Os rumores sobre a incorruptibilidade do cadáver de Santa Isabel nada têm de invulgar no contexto dos seus pares. Deus parece importar-se pouco em prolongar a vida ou mitigar os padecimentos dos seus eleitos, mas após a morte empenha-se, nalguns casos, em suster o processo de putrefacção. Talvez alguns santos e beatos tivessem preferido, a um bonito cadáver, ter vivido até aos 120 anos ou, pelo menos, ter sido poupados aos achaques da velhice, mas os desígnios do Senhor são insondáveis.
Em The incorruptibles: A study of the incorruption of the bodies of various Catholic saints and beati (1977), Joan Carroll Cruz lista 102 casos de incorrupção de santos e beatos, mas não só esta lista não é exaustiva (não inclui, por exemplo, Santa Isabel de Portugal) como deixa de fora os numerosos “incorruptíveis” da Igreja Ortodoxa.

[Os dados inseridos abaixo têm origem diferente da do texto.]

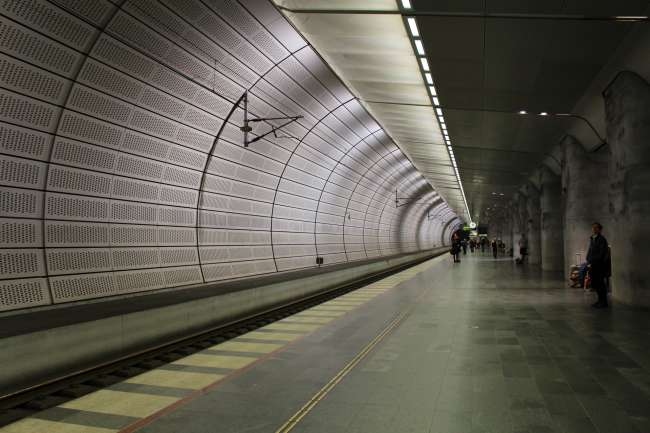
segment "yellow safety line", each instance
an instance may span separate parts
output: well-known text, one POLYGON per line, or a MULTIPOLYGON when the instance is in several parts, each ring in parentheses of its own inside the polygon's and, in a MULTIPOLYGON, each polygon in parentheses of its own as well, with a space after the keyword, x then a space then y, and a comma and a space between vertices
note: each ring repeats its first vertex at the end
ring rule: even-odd
POLYGON ((334 387, 343 380, 343 378, 350 372, 354 367, 359 364, 371 351, 374 349, 377 344, 379 344, 384 337, 386 337, 393 329, 395 329, 404 318, 408 315, 408 311, 400 314, 396 319, 394 319, 384 330, 377 335, 373 340, 364 347, 361 352, 359 352, 353 359, 350 361, 341 371, 339 371, 336 376, 332 378, 324 387, 320 389, 314 396, 303 406, 298 412, 296 412, 287 422, 285 422, 282 427, 276 430, 275 433, 287 433, 293 430, 293 428, 298 424, 298 422, 303 419, 321 400, 327 396, 327 394, 334 389, 334 387))

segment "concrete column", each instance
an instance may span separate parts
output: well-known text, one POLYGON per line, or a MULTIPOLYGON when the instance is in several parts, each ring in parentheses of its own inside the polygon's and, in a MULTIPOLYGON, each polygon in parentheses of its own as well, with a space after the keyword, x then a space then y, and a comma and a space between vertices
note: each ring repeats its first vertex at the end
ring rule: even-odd
POLYGON ((526 206, 526 196, 522 193, 517 193, 515 195, 513 214, 514 218, 514 227, 512 231, 512 241, 515 249, 515 257, 521 257, 519 254, 519 242, 523 239, 526 243, 528 242, 526 232, 527 232, 527 221, 528 221, 528 209, 526 206))
POLYGON ((612 224, 612 296, 650 307, 650 85, 621 73, 604 92, 612 224))
POLYGON ((510 207, 506 206, 503 212, 503 230, 501 231, 501 240, 506 245, 506 251, 512 248, 512 216, 510 207))
POLYGON ((584 262, 589 248, 591 224, 598 221, 609 226, 609 181, 607 166, 609 151, 605 147, 597 153, 588 153, 574 138, 567 136, 562 168, 564 201, 564 271, 577 261, 584 262), (579 254, 579 258, 576 258, 579 254))
POLYGON ((564 268, 564 233, 562 228, 562 181, 547 167, 540 174, 542 269, 564 268))
POLYGON ((517 257, 517 202, 513 199, 508 204, 508 215, 510 216, 510 244, 509 248, 512 248, 513 257, 517 257))
POLYGON ((528 238, 528 263, 531 265, 540 265, 542 263, 542 242, 540 218, 541 210, 539 204, 539 191, 528 184, 526 190, 526 238, 528 238))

A incorruptibilidade nem sempre cobre todo o corpo: quando o túmulo de Santo António de Pádua/Lisboa, na igreja de Santa Maria, em Pádua, foi aberto 30 anos depois da sua morte, o corpo estava reduzido a pó, mas a língua estava intacta, o que levou a que fosse colocada num relicário, que pode hoje ser visto numa das capelas da basílica. Por outro lado, a garantia também tende a ser limitada e alguns corpos miraculosamente preservados durante séculos tendem a decompor-se rapidamente por alturas da invenção da máquina fotográfica. É o caso, por exemplo, de Santa Zita (c.1212-1272): quando foi exumada em 1580, o corpo estava intacto, mas entretanto os poderes divinos parecem ter negligenciado a sua conservação – a aparência não está mal para um cadáver com 744 anos, mas não se pode falar em milagre, antes em mumificação, um processo que não envolve intervenções sobrenaturais, apenas condições adequadas de temperatura e humidade.
Milagres em série
Santa Zita, patrona das empregadas domésticas e que tem fama de ajudar a encontrar chaves perdidas (eis uma santa cujo nome vale a pena reter), merece menção por outro aspecto que a liga a Santa Isabel de Portugal. Santa Zita entrou ao serviço da família Fatinelli, em Lucca, com apenas 12 anos como criada e para ela trabalhou durante 48 anos. Apesar de ter sido humilhada e maltratada pelos patrões (e pelos outros criados), a sua abnegação, devoção e bondade acabaram por comovê-los e reconduzi-los à verdadeira fé (e a promover Zita a governanta). Entre as acções devotas que empreendia regularmente estava a caridade para com os pobres e, de uma vez em que seguia com vários pães embrulhados no seu manto, foi interceptada pelos ríspidos patrões, que lhe indagaram o que ali levava – Santa Zita abriu o manto e (oh, milagre!) viu-se que apenas continha flores.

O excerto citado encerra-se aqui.